John Murray on Romans 8:4: “Since it is deliverance from the power of sin that is in the forefront and since ‘the law of the Spirit’ (vs. 2) is the regulating and controlling power of the Holy Spirit, verse 4 will have to be regarded as the designated effect in us of the judgment executed upon the power of sin in the cross of Christ and of the inwardly operative power of the Holy Spirit based upon and emanating from the once-for-all accomplishment in the cross of Christ . . . It is eloquent of the apostle’s view of the place of the law of God in the life of the believer that he should conceive of the holiness, which is the end promoted by the redemptive work of Christ, as the fulfilment of the ordinance of God’s law. . . . The term ‘fulfilled’ expresses the plenary character of the fulfilment which the law receives and it indicates that the goal contemplated in the sanctifying process is nothing short of the perfection which the law of God requires. The description given of those who are the partakers of this grace is one consonant with the tenor of the passage – they ‘walk not after the flesh but after the Spirit.’ The Spirit is the Holy Spirit (vs. 2) and the contrast means the directing power in their lives is not the flesh but the Holy Spirit. It is by the indwelling and directions of the Holy Spirit that the ordinance of the law comes to its fulfilment in the believer, and by the operations of grace there is no antinomy between the law as demanding and the Holy Spirit as energizing – ‘the law is Spiritual’ (7:14)” (Commentary on Romans, pp, 282-284). Murray’s entire passage, which I have excerpted, is most instructive.

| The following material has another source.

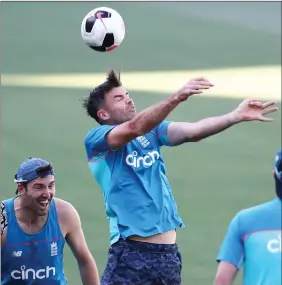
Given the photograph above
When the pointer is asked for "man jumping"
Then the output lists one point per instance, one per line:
(125, 159)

Let no one say that to view Romans 8:4 as speaking of the inward operations of the Spirit in the life of the believer is an “attempt to take this comfort [of Christ’s atonement for us] away from the people of God.” This borders on slander.
Dr. Clark,
Thank you for this excellent post from Hodge on Romans 8:4. You’ve hit a bullseye here. Off hand, three of the ‘obedience boys’ have referenced Romans 8:4 as though it is under the auspices of our sanctification. When Paul, through the Holy Spirit pens Scriptures and our covenant Lord intends this to bring comfort to us, it is a shame what certain individuals are doing to the people of God by mishandling His Word. Our Lord intended this for our comfort because it is about Christ’s atonement for us, and yet some attempt to take this comfort away from the people of God with voice and clanking keyboards.